My 3 Favourite Yin Shapes for Deep Rest & Nervous System Softening
Angela Black | FEB 19
As we move through the year, I’ve been leaning into the shapes that reliably bring me home to myself — the ones that soften the edges, quiet the mind, and create just enough opening without overwhelm. Today I’m sharing my three favourite yin shapes, why I love them, and how you can explore them gently in your own practice.
These shapes are simple, supportive, and accessible for most bodies with the right props.
A heart‑opening shape that feels like a long exhale.
Why I love it:
Gently opens the chest and upper back without force
Encourages deeper, more spacious breathing
Beautiful for countering rounded‑shoulder posture
The butterfly legs add a grounding hip release if it feels supportive
How to set it up:
Place a bolster or two pillows lengthwise behind you
Recline back so the support lifts your heart, not your lower back
Legs can be long, bent, or in butterfly — choose what feels safe
Stay for 3–5 minutes, letting the front body soften
This shape feels like sunlight on the sternum — warm, expansive, and quietly uplifting.

A gentle inversion that resets everything.
Why I love it:
Calms the nervous system almost instantly
Reduces heaviness in the legs and feet
Supports lymphatic flow and circulation
Perfect before bed or anytime you feel overstimulated
How to set it up:
Lay on your back, bend knees and place feet on floor.
Lift hips and place bolster or block under hips.
Let your arms rest wide or on your belly
Stay 5–10 minutes
This shape is pure surrender — effortless, soothing, and deeply restorative.

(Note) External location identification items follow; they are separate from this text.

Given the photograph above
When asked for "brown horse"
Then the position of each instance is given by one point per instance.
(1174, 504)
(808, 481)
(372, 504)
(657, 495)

A delicious twist that unwinds the whole side body.
Why I love it:
Releases the outer hip, thigh, and lower back
Opens the chest and shoulders
Helps ease tension from sitting, driving, or stress
Feels playful and intuitive — a reminder that yin can be gentle and expressive
How to set it up:
Lie on your side, draw your top knee across your body
Reach back and hold your bottom foot or ankle
Adjust until you feel a comfortable twist through the spine
Stay 2–4 minutes each side
It’s one of those shapes that feels like a full‑body sigh.

Yin isn’t about stretching — it’s about softening, listening, and giving yourself permission to slow down. These shapes are invitations, not instructions. Take what feels nourishing and leave the rest.